Patients with cancer of the colon or severe bowel infections may acquire a “B-like” antigen on their red cells. This happens when the N-acetyl group on the GalNAc immundominant sugar of group A1 cells is digested by acetylase enzymes secreted by enteric bacteria. The remaining Gal portion is very similar to the B antigen. This “B-like” antigen will react with some but not all high titer anti-B sera. This condition will disappear when the patient recovers (or the tumor is removed).

Resolution
  1. Check the patient’s clinical history and previous grouping results.
  2. Often, monoclonal anti-B reagents will strongly agglutinate with this acquired B antigen. Testing the patient’s cells and serum will yield a negative result as the anti-B in their serum does not agglutinate with the acquired B antigen. Secretor studies may also be helpful. Also a different lot/clone number of anti-B may be used.

T or Tn activation (Polyagglutination)

Problem

Unexpected reactions with anti-A, anti-B and anti-A,B sera.

Explanation

The patient’s cells are polyagglutinable. Latent antigens (hidden below the cell membrane) are exposed when the membrane is digested by enzymes produced by bacteria or viruses causing an infection. The latent antigens are called T or may also be Tn. Anti-T and anti-Tn are present in the serum of all normal adults. The condition of T activation is transient. The patient’s cells are agglutinated by the anti-T or anti-Tn in the grouping sera IF the anti-sera being used is of “human” origin and not monoclonal. Because forward grouping reagents are often monoclonal now, this condition is rarely identified.

Tn activation is rarer than T activation; the same reactions are seen.

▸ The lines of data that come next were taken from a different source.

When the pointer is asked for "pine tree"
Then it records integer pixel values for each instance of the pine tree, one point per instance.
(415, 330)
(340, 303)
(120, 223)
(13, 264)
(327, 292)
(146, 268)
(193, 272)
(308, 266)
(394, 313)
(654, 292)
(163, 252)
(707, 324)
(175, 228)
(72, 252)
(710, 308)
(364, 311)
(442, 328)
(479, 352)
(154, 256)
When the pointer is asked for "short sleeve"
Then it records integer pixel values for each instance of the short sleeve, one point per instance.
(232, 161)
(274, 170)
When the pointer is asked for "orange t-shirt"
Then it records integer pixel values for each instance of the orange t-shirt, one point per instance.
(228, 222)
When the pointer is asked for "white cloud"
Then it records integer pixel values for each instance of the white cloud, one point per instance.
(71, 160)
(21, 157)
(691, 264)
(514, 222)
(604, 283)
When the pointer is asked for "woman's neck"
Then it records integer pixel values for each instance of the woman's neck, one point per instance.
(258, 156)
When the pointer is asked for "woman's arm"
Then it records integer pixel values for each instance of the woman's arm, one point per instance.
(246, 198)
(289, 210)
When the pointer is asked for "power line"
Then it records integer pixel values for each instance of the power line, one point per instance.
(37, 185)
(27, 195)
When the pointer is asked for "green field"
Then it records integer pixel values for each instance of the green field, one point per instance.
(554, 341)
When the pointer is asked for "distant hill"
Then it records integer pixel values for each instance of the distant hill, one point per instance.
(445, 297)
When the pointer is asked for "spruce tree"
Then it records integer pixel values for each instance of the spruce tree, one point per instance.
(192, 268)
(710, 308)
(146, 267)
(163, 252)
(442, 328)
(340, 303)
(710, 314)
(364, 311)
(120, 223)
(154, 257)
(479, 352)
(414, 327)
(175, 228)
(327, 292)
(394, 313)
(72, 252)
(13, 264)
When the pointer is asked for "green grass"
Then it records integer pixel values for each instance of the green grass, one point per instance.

Tn activation seems to be permanently acquired.

Resolution
  1. Check patient’s clinical history and transfusion records (to confirm ABO group).
  2. Test patient’s cell with the following lectins:
    1. Arachis hypogea (unroasted peanuts): anti-T
    2. Salvia sclarea: anti-Tn
    3. Salvia horminum: anti-Tn
    4. Dolichos biflorus: anti-Tn

To obtain a reliable ABO group:

  • use monoclonal reagents (do not contain anti-T or anti-Tn)

Wharton’s Jelly

Problem

Wharton’s jelly will cause unexpected false agglutination in the forward grouping if the red cells are not well washed. Reactions may vary from 1+ to 4+ depending on the size of the jelly clumps that have red cells attached to them.

Explanation

Wharton’s jelly is the jelly-like substance present in the umbilical cord. If cord blood samples are improperly drawn, i.e., cut and “milked”, wharton’s jelly will be present. Although not really an extra antigen, wharton’s jelly can mimic extra antigens.

Resolution

If cord samples are used for ABO grouping, the red cells for the forward grouping must be well washed with warm saline, at least 3 times, to remove the wharton’s jelly that may be present. The forward grouping alone will determine the ABO group. Alternatively, a fresh blood sample (e.g., a heel prick) may be drawn for ABO grouping.

Antibodies to Dyes

Problem

Unexpected reaction with forward grouping anti-B.

Explanation

Some patients have antibodies (anti-acriflavine) directed to the coloring dyes used in the anti-B (acriflavine-used sometimes as yellow dye in anti-B). This causes false positives with the anti-B when unwashed cells are used.

Resolution

Wash patient’s red blood cells three times with saline to get rid of anti-acriflavine.